The revelation comes less than two years since Singapore-headquartered Trafigura revealed it lost over $500 million in an alleged nickel fraud.
“The misconduct included manipulation of data and documents, resulting in inflated sums being paid by Trafigura, and deliberate concealment of overdue receivables,” its statement said.
An external investigation followed the internal review and has confirmed the sum of the fraud was accumulated over five years, Trafigura said.
Mongolia is a minor consumer of oil, with its annual demand roughly amounting to just over 0.03% of the global total, according to U.S. Energy Information Administration data.
Trafigura’s $1.1-billion provision is equivalent to the approximate value of Mongolia’s oil-products consumption for an entire year, Reuters calculations show.
Trafigura said it would likely need to restate prior years’ financial statements when it reports its full-year results.
Global trading houses are facing lower profits after two years of bumper earnings from energy price spikes and volatility following Russia’s invasion of Ukraine.
Trafigura said a big chunk of the total exposure in Mongolia has been acknowledged as debt owed to Trafigura by its main counterparty in Mongolia.

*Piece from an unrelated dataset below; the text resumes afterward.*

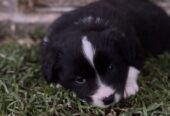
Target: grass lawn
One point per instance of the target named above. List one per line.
(23, 92)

“We intend to hold the counterparty to their repayment obligation,” Trafigura said. It did not name the counterparty.
“We are confident that this issue is isolated to a self-contained operation in Mongolia. Nonetheless, we are taking further actions to improve oversight and controls across the group,” Trafigura Executive Chair and CEO Jeremy Weir said.
Trafigura’s metals business in Mongolia, which is handled from outside the country, has not been affected and is continuing as usual, the firm told Reuters.
The announcement is the latest in a string of costly fraud and misconduct issues at the global commodity trading house.
Trafigura booked a $577-million charge in the first half of 2023 after discovering that some nickel cargoes it received did not contain the metal, in a case of “systemic fraud.”
In May, Trafigura agreed to pay a $55-million civil fine to settle U.S. Commodity Futures Trading Commission charges, while in March it agreed to pay $127 million to resolve a U.S. Department of Justice probe into Brazil.